Dan Fishback looks back at his childhood and the AIDS epidemic in multidisciplinary THIRTYNOTHING at Dixon Place
Dixon Place
161A Chrystie Pl. between Rivington & Delancey Sts.
Fridays & Saturdays, September 30 – October 22, $15-$20, 7:30 or 9:30
212-219-0736
www.dixonplace.org
A few years ago, we caught Dan Fishback’s outrageously funny You Will Experience Silence at Dixon Place, one of the truly great works about Chanukah. Fishback, who has also presented such shows as The Material World, Absentia Dementia, Waiting for Barbara, and Please Let Me Love You, which take on politics, celebrity, religion, gay culture, and other themes, is staging the solo performance project thirtynothing at Dixon Place on Fridays & Saturdays through October 22. Directed by Stephen Brackett, thirtynothing pulls together stories from Fishback’s childhood along with tales from the beginning of the AIDS epidemic, weaving in work by such seminal artists as Mark Morrisroe and David Wojnarowicz. In conjunction with thirtynothing, Dixon Place will be holding special Sunday conversations ($5 suggested donation, 5:00) on the cultural legacy of AIDS, beginning October 2 with “The Queer Generation Gap” (with Ira Sachs, Jack “Mother Flawless Sabrina” Doroshow, and Carlos Motta) and continuing October 9 with “The Gentrification Age” (with Sarah Schulman), October 16 with “The Films of Mark Morrisroe” (including screenings of Hello from Bertha, The Laziest Girl in Town, and Nymph-O-Maniac), and October 23 with “THIRTYEVERYTHING.” The talks will take place in the lounge, where Fishback has installed a site-specific piece honoring artists who died of AIDS in the 1980s and ’90s. “There is no ritualized means for my generation to mourn our predecessors who were lost to AIDS,” Fishback explains in an online program note. “As a Jew, trained from birth to mourn the obliteration of my ancestors, I feel the impulse to gather my community together, to speak of the dead, to celebrate the triumphs of the past and integrate that history into a sense of who I am. That is the impulse behind this project.”

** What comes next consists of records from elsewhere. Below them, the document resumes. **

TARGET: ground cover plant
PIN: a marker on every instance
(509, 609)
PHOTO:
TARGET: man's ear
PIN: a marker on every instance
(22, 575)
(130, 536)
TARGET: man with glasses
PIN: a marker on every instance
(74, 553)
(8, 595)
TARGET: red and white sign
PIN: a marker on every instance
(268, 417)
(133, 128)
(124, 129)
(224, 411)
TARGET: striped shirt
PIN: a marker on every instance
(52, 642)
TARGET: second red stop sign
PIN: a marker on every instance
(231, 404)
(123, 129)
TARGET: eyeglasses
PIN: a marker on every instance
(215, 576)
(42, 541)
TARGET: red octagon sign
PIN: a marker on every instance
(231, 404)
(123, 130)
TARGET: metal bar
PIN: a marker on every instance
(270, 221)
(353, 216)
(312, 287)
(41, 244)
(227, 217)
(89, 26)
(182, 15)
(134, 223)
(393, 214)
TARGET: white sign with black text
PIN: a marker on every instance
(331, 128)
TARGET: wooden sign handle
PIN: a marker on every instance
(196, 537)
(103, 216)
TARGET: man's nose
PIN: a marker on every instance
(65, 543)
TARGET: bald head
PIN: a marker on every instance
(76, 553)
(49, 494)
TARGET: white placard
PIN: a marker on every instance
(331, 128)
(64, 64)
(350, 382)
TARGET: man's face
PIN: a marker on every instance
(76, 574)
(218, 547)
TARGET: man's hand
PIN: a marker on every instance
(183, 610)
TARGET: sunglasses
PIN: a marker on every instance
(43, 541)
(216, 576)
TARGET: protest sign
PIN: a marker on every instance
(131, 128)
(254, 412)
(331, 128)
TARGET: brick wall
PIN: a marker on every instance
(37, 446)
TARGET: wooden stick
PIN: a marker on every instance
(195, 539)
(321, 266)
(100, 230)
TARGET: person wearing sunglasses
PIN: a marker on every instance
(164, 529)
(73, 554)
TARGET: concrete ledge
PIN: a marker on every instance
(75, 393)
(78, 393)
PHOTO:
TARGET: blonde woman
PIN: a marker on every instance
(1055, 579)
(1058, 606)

One of the grandest epics ever made, William Wyler’s Ben-Hur is screening October 1 at Alice Tully Hall as part of the New York Film Festival’s Masterworks sidebar, which also includes Charlie Chaplin’s The Gold Rush, Sara Driver’s You Are Not I, and the thirty-seven-film “Velvet Bullets and Steel Kisses: Celebrating the Nikkatsu Centennial.” The digital restoration of Wyler’s remake of Fred Niblo’s 1925 silent version starring Ramón Novarro and Francis X. Bushman (there was also a fifteen-minute Ben Hur made in 1907, all adapted from Lew Wallace’s 1880 novel) celebrates the fiftieth anniversary of the eleven-time Oscar winner, which garnered Academy Awards for Best Picture, Best Director, Best Actor (Charlton Heston as Judah Ben-Hur), Best Supporting Actor (Hugh Griffith as Sheik Ilderim), Best Score (Miklós Rózsa), Best Cinematography, Best Set Decoration, Best Costume Design, and Best Special Effects, among other trophies. The $15 million blockbuster tells the story of two childhood friends, Judah Ben-Hur and Messala (Stephen Boyd), who get caught up in religion, politics, and slavery in first-century Rome and eventually have a magnificent showdown on the chariot course. As cinema spectacles go, they don’t get much better than this. The special screening at the New York Film Festival will be introduced by Wyler’s daughter Catherine and Heston’s son Fraser.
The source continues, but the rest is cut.